Усмехаясь, наблюдал он беспардонную свалку на зеленой поляне — такой стала теперь хитроумная английская игра, — и не было никакой возможности вогнать этот необузданный клубок в какие-нибудь законные рамки.
«Нет худа без добра, — наконец подытожил Аврамов. — Моим — лишняя тренировка в боевых условиях, аулу — масло на душу. В конце концов, за тем и явились — умаслить души, не считая Митцинского. Эх, Быкову рассказать сейчас надобно все, что увидел».
Но Быкова пока не было. Двор Митцинского молчал.
Пробегая прищуренным взглядом ломаные шеренги зрителей-аульчан, почувствовал Аврамов в какой-то момент, как кольнуло его взгляд что-то знакомое. Не мог он пока уловить — где впаялось в память мелькнувшее в толпе лицо и отчего вдруг стала набухать внутри тревога. Для внешнего обозрения являл Аврамов собою саму неподкупаемость, глядел в основном затем, чтобы увечьем в игре не испортить праздник. Бесполезный теперь в людском реве свисток сунул в карман галифе.
Тут придавили Кошкина к земле, держали втроем — уж больно сноровист и увертлив оказался форвард, заколотивший в ворота сборной аула уже два мяча. А мяч тем временем пропихивался босоногою ордою в бешметах сквозь оборону к воротам Рутовой.
Выворачивал вслед за ним шею придавленный Кошкин, косился красным петушьим взглядом, похрипывал, полузадушенный, ждал аврамовского свистка. Аврамов медлил: наблюдал, посмеивался.
И тогда осерчал Кошкин всерьез. Напрягся, напружинил спину, зажал под мышкою лохматую башку джигита, ногами, приемом джиу-джитсу, отшвырнул шагов на пять второго и, изогнувшись, так двинул головой третьего, что осел тот и согнулся пополам.
Увидев это, рванулись на подмогу двое из аульчан, лапая на ходу бедра под поясками. Там — пусто. Распорядились старики перед игрой изъять у всех кинжалы, сложили у своих ног горкою тусклые, обшарпанные ножны. Тот, кто первый поспевал к Кошкину, ткнул с разбегу кулаком, целя в лицо. Кошкин увернулся, ощетинился. И лишь тогда выдернул Аврамов кольт из кобуры, вскинул его. Лопнул выстрел, ввинтился в недобрый людской рев. Загудела, охнула толпа и напряглась. Аврамов улыбался, священнодействовал.

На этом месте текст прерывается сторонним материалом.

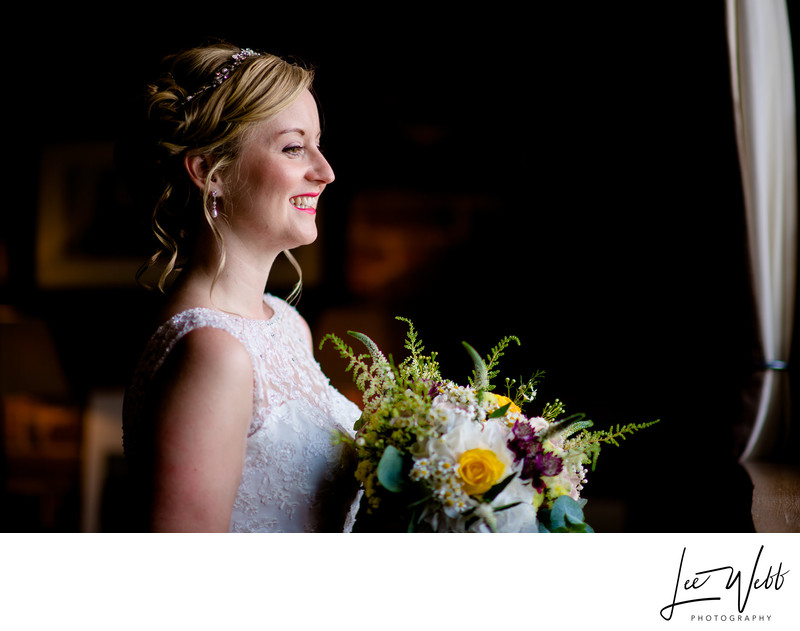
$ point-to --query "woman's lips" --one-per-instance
(306, 203)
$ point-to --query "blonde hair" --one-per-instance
(184, 120)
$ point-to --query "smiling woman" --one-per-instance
(228, 421)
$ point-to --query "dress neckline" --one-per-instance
(271, 301)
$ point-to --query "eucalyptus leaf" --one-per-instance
(566, 512)
(481, 380)
(390, 470)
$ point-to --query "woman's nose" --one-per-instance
(322, 169)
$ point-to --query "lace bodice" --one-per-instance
(295, 477)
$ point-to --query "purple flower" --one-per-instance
(536, 462)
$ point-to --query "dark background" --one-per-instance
(570, 177)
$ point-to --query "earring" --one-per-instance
(214, 211)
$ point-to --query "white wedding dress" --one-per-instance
(296, 478)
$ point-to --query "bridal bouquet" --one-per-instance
(436, 456)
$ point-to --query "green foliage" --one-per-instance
(566, 515)
(590, 442)
(494, 356)
(390, 470)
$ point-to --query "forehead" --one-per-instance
(301, 117)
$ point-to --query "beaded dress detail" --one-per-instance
(295, 477)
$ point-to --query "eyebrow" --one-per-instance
(296, 130)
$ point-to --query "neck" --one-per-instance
(239, 287)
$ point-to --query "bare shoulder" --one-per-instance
(209, 374)
(202, 411)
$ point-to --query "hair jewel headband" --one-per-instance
(224, 73)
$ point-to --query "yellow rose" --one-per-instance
(480, 470)
(501, 401)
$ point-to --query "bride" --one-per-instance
(229, 421)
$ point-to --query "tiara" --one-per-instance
(224, 73)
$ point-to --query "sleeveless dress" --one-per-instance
(296, 477)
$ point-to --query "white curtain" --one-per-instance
(763, 94)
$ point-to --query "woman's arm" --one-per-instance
(201, 411)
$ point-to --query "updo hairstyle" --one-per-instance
(184, 119)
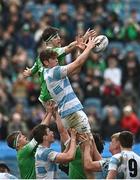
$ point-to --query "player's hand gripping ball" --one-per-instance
(101, 43)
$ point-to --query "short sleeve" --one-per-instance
(113, 164)
(31, 145)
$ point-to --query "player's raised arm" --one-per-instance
(72, 67)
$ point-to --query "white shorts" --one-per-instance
(78, 121)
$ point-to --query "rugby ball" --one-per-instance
(101, 43)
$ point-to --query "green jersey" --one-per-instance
(76, 170)
(38, 67)
(26, 160)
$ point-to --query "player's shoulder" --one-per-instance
(117, 156)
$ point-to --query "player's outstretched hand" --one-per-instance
(89, 33)
(73, 133)
(81, 44)
(27, 72)
(91, 43)
(49, 106)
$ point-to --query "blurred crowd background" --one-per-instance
(109, 83)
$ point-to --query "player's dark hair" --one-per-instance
(38, 132)
(126, 139)
(11, 139)
(99, 142)
(46, 55)
(4, 168)
(49, 32)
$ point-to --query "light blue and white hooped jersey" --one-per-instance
(45, 166)
(61, 91)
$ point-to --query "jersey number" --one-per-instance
(132, 164)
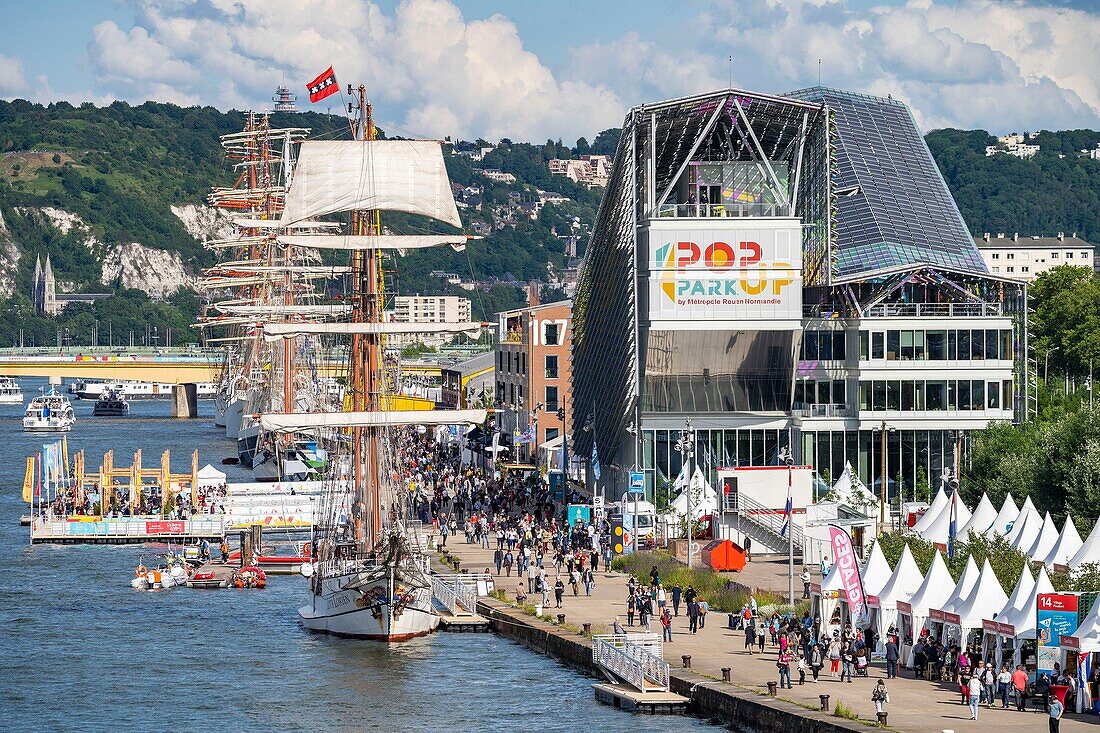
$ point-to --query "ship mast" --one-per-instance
(365, 357)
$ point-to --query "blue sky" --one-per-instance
(537, 69)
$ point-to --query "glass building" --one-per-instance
(787, 272)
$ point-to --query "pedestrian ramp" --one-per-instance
(635, 659)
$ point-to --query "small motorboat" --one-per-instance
(111, 403)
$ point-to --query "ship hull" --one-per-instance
(370, 612)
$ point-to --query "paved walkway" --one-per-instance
(915, 706)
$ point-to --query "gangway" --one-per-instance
(631, 658)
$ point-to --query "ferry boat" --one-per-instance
(10, 394)
(48, 413)
(92, 390)
(111, 403)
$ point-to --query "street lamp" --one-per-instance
(686, 447)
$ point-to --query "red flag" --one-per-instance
(322, 86)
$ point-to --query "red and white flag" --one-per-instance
(322, 86)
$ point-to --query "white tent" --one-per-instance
(1004, 517)
(987, 599)
(1068, 543)
(980, 521)
(1044, 543)
(939, 531)
(1019, 597)
(934, 591)
(1023, 536)
(1026, 511)
(937, 504)
(901, 586)
(1089, 550)
(208, 476)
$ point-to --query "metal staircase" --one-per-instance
(631, 658)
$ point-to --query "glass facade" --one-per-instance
(893, 207)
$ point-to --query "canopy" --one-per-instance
(388, 175)
(939, 531)
(980, 521)
(277, 331)
(1044, 543)
(987, 598)
(1004, 517)
(876, 572)
(930, 514)
(964, 588)
(1089, 550)
(293, 422)
(1068, 543)
(1025, 587)
(1026, 510)
(935, 589)
(1023, 620)
(458, 242)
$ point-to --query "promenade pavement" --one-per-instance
(915, 706)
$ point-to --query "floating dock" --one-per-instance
(651, 702)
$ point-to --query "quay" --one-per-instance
(744, 702)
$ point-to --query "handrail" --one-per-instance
(768, 518)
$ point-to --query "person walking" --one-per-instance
(784, 669)
(892, 657)
(880, 696)
(975, 688)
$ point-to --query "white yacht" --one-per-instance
(10, 394)
(48, 413)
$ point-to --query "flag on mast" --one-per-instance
(322, 86)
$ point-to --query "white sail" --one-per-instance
(277, 331)
(388, 175)
(295, 422)
(375, 241)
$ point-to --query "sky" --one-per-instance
(538, 69)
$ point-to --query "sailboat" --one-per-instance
(370, 571)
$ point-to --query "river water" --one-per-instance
(80, 651)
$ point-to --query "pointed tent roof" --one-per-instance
(1023, 621)
(987, 598)
(1089, 550)
(937, 504)
(939, 531)
(1068, 543)
(982, 517)
(903, 583)
(1044, 542)
(1004, 517)
(1026, 511)
(964, 588)
(876, 572)
(935, 589)
(1024, 588)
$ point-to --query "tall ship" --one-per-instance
(48, 412)
(370, 575)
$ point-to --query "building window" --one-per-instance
(551, 400)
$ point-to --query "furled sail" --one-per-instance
(388, 175)
(276, 331)
(295, 422)
(375, 241)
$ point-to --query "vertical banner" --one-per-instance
(849, 576)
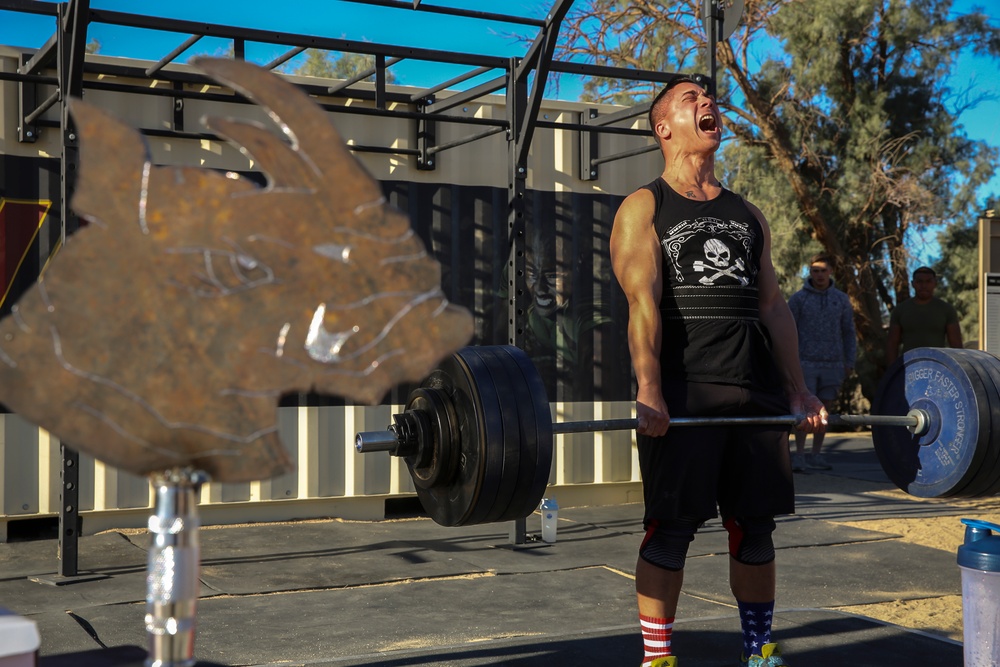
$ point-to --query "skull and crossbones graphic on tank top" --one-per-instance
(709, 251)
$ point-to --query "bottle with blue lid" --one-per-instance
(979, 561)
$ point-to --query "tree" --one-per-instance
(846, 133)
(325, 65)
(958, 275)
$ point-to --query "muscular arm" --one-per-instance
(637, 261)
(776, 316)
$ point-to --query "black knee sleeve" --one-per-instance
(666, 543)
(750, 540)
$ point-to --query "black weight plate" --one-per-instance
(989, 471)
(542, 423)
(504, 454)
(943, 460)
(450, 504)
(528, 438)
(489, 447)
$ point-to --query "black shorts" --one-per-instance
(696, 472)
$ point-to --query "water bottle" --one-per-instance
(550, 515)
(979, 561)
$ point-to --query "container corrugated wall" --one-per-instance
(330, 479)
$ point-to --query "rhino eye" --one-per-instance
(213, 272)
(341, 253)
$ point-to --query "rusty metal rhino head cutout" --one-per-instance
(165, 331)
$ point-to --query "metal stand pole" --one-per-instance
(172, 583)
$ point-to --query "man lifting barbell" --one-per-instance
(708, 343)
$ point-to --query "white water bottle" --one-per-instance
(550, 515)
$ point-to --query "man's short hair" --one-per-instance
(656, 107)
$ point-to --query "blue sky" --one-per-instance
(355, 21)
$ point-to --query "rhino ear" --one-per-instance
(112, 192)
(306, 126)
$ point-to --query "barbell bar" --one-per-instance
(477, 434)
(916, 421)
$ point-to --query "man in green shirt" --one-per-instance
(923, 320)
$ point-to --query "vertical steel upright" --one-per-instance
(71, 36)
(522, 114)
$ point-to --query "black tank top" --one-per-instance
(710, 303)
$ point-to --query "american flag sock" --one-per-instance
(655, 637)
(755, 618)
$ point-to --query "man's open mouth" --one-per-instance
(707, 123)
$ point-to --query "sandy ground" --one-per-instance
(939, 615)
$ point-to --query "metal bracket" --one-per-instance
(27, 132)
(178, 109)
(426, 137)
(588, 147)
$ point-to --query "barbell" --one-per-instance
(477, 434)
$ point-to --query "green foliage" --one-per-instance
(958, 275)
(326, 65)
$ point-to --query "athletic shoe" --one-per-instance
(770, 656)
(818, 462)
(669, 661)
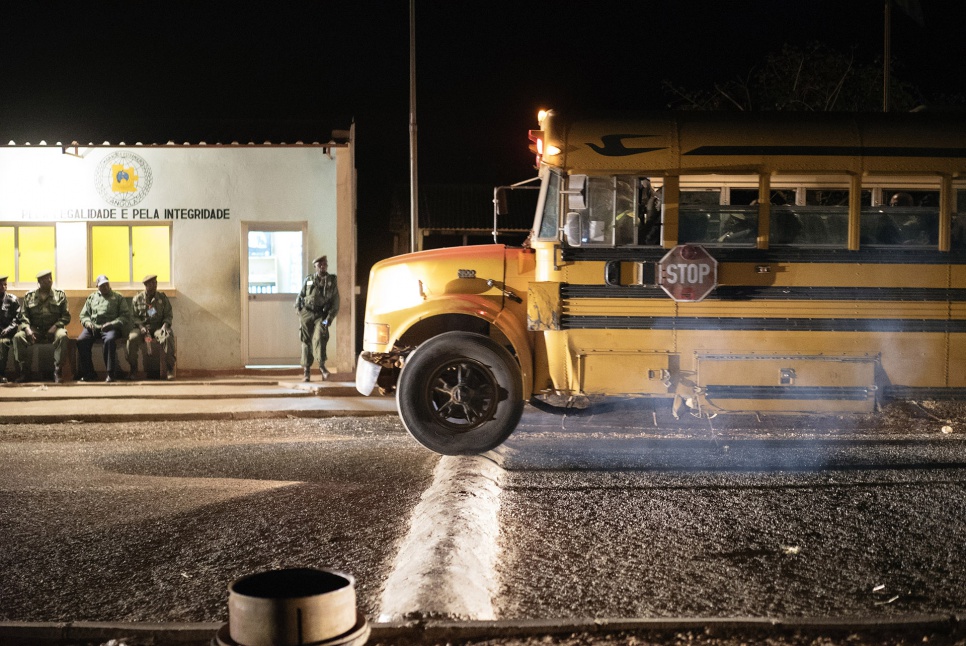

Дунул, согнал сочившийся из ствола дымок, уложил оружие на место. Поднял руку, сжал пальцы в кулак, оставив один, торчащий. Затем, все так же лучезарно усмехаясь, с нежнейшей укоризной погрозил им Кошкину, потом джигитам. Поманил молчком к себе. Купаясь в тишине, заставил всех пожать друг другу руки. И под конец поставил точку: достал из галифе кулек конфет и сунул каждому, не принимая возражений, помятую подушечку в зубы, закрепляя перемирие. И оглядел толпу. И подмигнул: ну как? Раскланялся на хохот, обшаривая цепким взглядом разинутые рты, и лица, и папахи, присматривался, выискивал: да где же то, знакомое лицо? И Быков, Быков где?!